Tennessee limits who is eligible for a driver's license

Legal, illegal immigrants get `certificate for driving'

July 29, 2004|By Ellen Barry | Ellen Barry,LOS ANGELES TIMES

NASHVILLE, Tenn. -- When Jerry Tseng left the Driver License Station recently, he was the possessor of a new, and puzzling, form of identification.

Tennessee's "certificate for driving," which identifies its holder as a non-U.S. citizen, resembles a driver's license in some ways. Printed on it is a photograph of Tseng, a Singaporean citizen studying at Vanderbilt University on a student visa.

But the card is more remarkable for a function it does not perform: Below the state flag are the words "For driving purposes only -- not valid for identification."

The purple card represents Tennessee's effort to solve a problem that has troubled many states. Faced with huge numbers of illegal immigrants driving the nation's highways, legislators have searched for a way to license and insure them -- without granting them a state-issued driver's license.
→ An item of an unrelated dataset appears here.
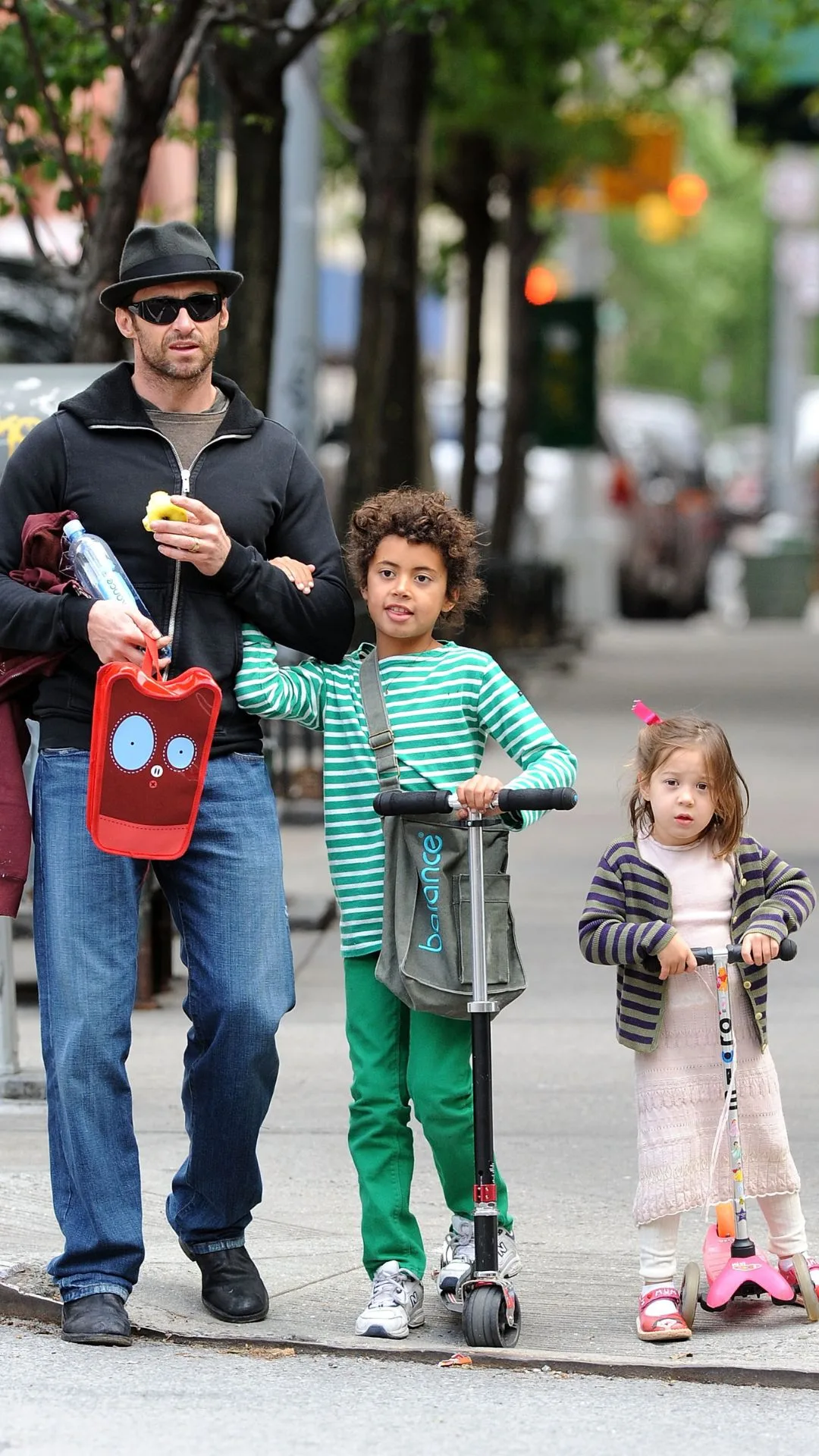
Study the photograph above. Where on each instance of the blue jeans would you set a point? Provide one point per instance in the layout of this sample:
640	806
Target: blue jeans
228	902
Tennessee's answer is the certificate for driving, which is being distributed to drivers who are neither U.S. citizens nor permanent legal residents in the United States. Legal immigrants on temporary student and work visas will receive the certificate as will illegal immigrants.

But nearly a month after Tennessee began distributing the new card, few people are cheering the compromise. Advocates for immigrants contend that the certificates mark its holders as inferior in the eyes of the state; anti-immigration lawmakers have the opposite view -- that the cards give illegal immigrants legitimacy they should not have.

Card prompts confusion

With about 1,200 of the cards issued, many Tennesseans are confused: Will the card be of use when cashing a check, or renting a video, or renting a car? When a police officer pulls a driver over and is shown the driving certificate, can he arrest the holder for failing to show a proper ID? If the card is not identification, what is it?

"This is a disaster, potentially," said Tyler Moran, an analyst with the National Immigration Law Center, which advocates for the rights of immigrants. "I really think it's created a bit of a mess."

For once, Moran is in agreement with state Rep. Donna Rowland, a conservative Republican from Rutherford County. Rowland said she would "absolutely not" advise other states to follow Tennessee's lead.

"I hope states learn from our mistakes," she said. "The certificate of driving will become exactly what the driver's license has become, which is a de facto national ID."

Tennessee had been issuing driver's licenses to illegal immigrants for two years when Gov. Phil Bredesen took office. Bredesen concluded that the practice was a threat to homeland security and determined to end it. In today's America, a driver's license is "kind of like a passport," allowing its holder to buy guns, board airplanes and open bank accounts, said Bob Corney, Bredesen's communications director.

Not wanting to strip licenses from immigrants who currently hold them, the governor approved a second tier of state licensing, creating the certificate. Bredesen, who considers the new law the strictest in the country, knew he risked displeasing many factions in the immigration debate, Corney said.

Both sides unhappy

In a compromise such as this one, he added, "You've struck a good balance when no one on either side is completely happy."

Nashville's economy has boomed over the past decade, and with new construction came immigrant laborers. In the 1990s, the foreign-born population of Tennessee grew by 169 percent, giving it the sixth highest growth rate in the country, according to the Urban Institute.

The availability of driver's licenses was itself a draw, and 30,000 applicants surged through driver license stations the first two months after the state dropped the requirement of a Social Security number in 2001, said Wanda Adams, assistant director of driver's license services at the Tennessee Department of Safety.

Now, the department's clerks must determine whether the applicant is a U.S. citizen or permanent legal resident, Adams said. If the answer is no, applicants who pass the driver's test will only be eligible for a certificate of driving.

Tennessee's experiment is being scrutinized by numerous states trying to balance road safety against federal immigration policy and homeland security. Chief among them is California. After rejecting proposals for years, former Gov. Gray Davis in 2003 signed a bill that would have allowed undocumented immigrants to receive California licenses. It became an issue in the election last year to recall the governor. After Arnold Schwarzenegger defeated Davis, he then lobbied the Legislature to repeal the bill.

This year, lawmakers in 25 states considered 49 bills that would loosen or tighten the requirements for driver's licenses, although nearly all died in committee, according to the National Immigration Law Center. Ten states issue licenses to undocumented immigrants.